Por supuesto, no iban solas: los aspirantes a paparazzis que siempre las acompañan enseguida “cubrieron” la marcha, esta vez camino al monumento a Martin Luther King en la céntrica calle 23. (Pero ¿no era que estaba Martin Luther King prohibido en Cuba??)

Y es demostrativa de la absoluta falta de “seriedad” de estos eventos, la forma en que estos periodistas han reflejado la noticia: mientras que unos hablan de agresión u hostigamiento, otros reconocen que, simplemente, fueron abucheadas. Mientras EuropaPress refleja palabras de la manipulada madre del disidente muerto donde habla de «Una gran turba [que] nos rodeó y comenzó a golpearnos, fue una represión muy grande y muy violenta”, Terra reconoce que “Se registraron algunos empujones, pero no hubo heridos”. Mientras en EuropaPress, la Pollan declara estar muy “esperanzada” porque “a diferencia de otras ocasiones, esta vez era un grupo muy pequeño y eran todos enviados del Gobierno”, la página digital de “Qué” asevera que “se fueron sumando decenas de personas, en su mayoría jóvenes estudiantes, al acto de repudio contra las Damas de Blanco”, Terra dice que la “multitud oficialista llegó a ser de unas 100 personas” y Epa afirma que las Damas del Verde “fueron hostigadas hoy por unos 200 seguidores del Gobierno cubano”.

Luego, la misma agencia pone la tapa al pomo con este revelador párrafo, demostrativo del carácter de show mediático del suceso: “La portavoz de las Damas explicó que la idea de realizar una manifestación pública esta tarde en La Habana tenía como objetivo «esperar» el Día Internacional de los Derechos Humanos en plena calle, coincidiendo con la hora de llegada del 10 de diciembre en Europa”. ¿En Europa? ¡Di tú!

Reuters, con un poco más de ética periodística, cambia agresiones, golpes y hostigamiento por el mucho más sincero abucheo y termina su articulo con una aseveración: “El arzobispo de La Habana, cardenal Jaime Ortega, ha dicho que los presos serían puestos en libertad próximamente”. Y ellas lo saben, así que, como no les conviene esto, cumplen a marchas forzadas los planes de la SINA, recogen su jabita y su salario y salen a las calles a alborotar. Por que lo que refleja la foto de EFE publicada en Qué es eso, alboroto. Ni golpes, ni arañazos, ni moretones…

Mientras este show sucede en Cuba, en Tegucigalpa mañana, a las 10 de la mañana, el CODEH acusará públicamente a Miguel Facussé por el asesinato de quince campesinos del Aguán.

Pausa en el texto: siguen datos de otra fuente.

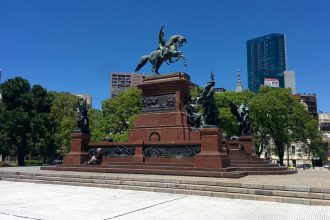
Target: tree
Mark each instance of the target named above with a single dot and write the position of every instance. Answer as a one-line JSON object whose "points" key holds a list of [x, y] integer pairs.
{"points": [[41, 140], [227, 120], [95, 120], [16, 102], [118, 115], [276, 112], [4, 141], [63, 112]]}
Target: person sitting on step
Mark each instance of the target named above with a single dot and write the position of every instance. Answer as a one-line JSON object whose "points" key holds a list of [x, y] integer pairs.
{"points": [[96, 159]]}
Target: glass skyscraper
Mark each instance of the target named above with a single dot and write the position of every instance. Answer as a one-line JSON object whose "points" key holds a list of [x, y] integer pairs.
{"points": [[266, 61]]}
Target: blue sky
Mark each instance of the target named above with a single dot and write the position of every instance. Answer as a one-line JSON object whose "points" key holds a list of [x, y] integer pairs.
{"points": [[73, 46]]}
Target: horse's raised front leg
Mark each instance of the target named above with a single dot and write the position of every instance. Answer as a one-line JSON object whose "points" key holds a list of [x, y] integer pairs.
{"points": [[180, 55]]}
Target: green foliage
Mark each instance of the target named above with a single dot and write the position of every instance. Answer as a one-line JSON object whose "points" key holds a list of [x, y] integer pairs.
{"points": [[27, 127], [95, 123], [227, 120], [63, 112], [118, 115], [277, 113]]}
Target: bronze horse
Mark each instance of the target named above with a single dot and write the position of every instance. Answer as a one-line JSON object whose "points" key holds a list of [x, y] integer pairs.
{"points": [[164, 52]]}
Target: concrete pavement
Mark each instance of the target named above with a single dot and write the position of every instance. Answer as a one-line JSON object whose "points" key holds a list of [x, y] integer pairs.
{"points": [[53, 202]]}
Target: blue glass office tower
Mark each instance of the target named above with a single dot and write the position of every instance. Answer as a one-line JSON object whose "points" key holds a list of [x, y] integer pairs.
{"points": [[266, 61]]}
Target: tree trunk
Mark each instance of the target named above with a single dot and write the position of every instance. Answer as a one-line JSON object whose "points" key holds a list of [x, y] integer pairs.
{"points": [[288, 155], [20, 157], [281, 156]]}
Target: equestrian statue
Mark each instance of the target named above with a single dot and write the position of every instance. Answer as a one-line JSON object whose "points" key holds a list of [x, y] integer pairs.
{"points": [[165, 52]]}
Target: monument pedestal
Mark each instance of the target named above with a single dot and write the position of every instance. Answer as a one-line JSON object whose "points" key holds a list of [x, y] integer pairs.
{"points": [[79, 146], [247, 144], [162, 117], [210, 155]]}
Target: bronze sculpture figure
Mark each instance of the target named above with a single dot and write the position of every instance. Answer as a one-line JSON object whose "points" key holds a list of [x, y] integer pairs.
{"points": [[165, 52]]}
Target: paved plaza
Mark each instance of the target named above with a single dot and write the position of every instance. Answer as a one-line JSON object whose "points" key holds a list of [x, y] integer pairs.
{"points": [[55, 202], [50, 202]]}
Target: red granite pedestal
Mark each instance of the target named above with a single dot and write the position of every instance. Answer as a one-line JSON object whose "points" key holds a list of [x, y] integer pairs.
{"points": [[162, 142], [79, 146]]}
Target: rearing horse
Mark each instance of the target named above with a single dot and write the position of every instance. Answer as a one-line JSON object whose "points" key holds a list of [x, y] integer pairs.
{"points": [[164, 52]]}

Pero esta noticia no interesa a los grandes medios.

Nota:

Demostrado está, desde hace varios años, que la Declaración Universal de los Derechos Humanos es obra atesorada en nuestras Bibliotecas Públicas: recordamos que, en su primer número, el Boletín Digital Librínsula, publicado por la Biblioteca Nacional de Cuba, publicó los “Instrumentos jurídicos de la comunidad internacional para la promoción de los derechos individuales y sociales de la humanidad, y por la eliminación de las injusticias y la desigualdad social”, que incluyen no sólo esta declaración sino muchas otras que ¡bien que se cuida el Imperio de divulgar!, como las Declaraciones sobre el derecho al desarrollo, sobre la Concesión de la independencia a los países y pueblos coloniales o la Convención sobre los Derechos el Niño. Por supuesto, estos títeres jamás mencionarían las revolucionarias Declaración sobre la eliminación de todas las formas de discriminación racial o la Convención sobre la eliminación de todas las formas de discriminación contra la mujer, adoptadas todas ellas por la misma Asamblea General de las Naciones Unidas, en diferentes fechas. Y, muchísimo menos mencionarían al Juramento de Baraguá!!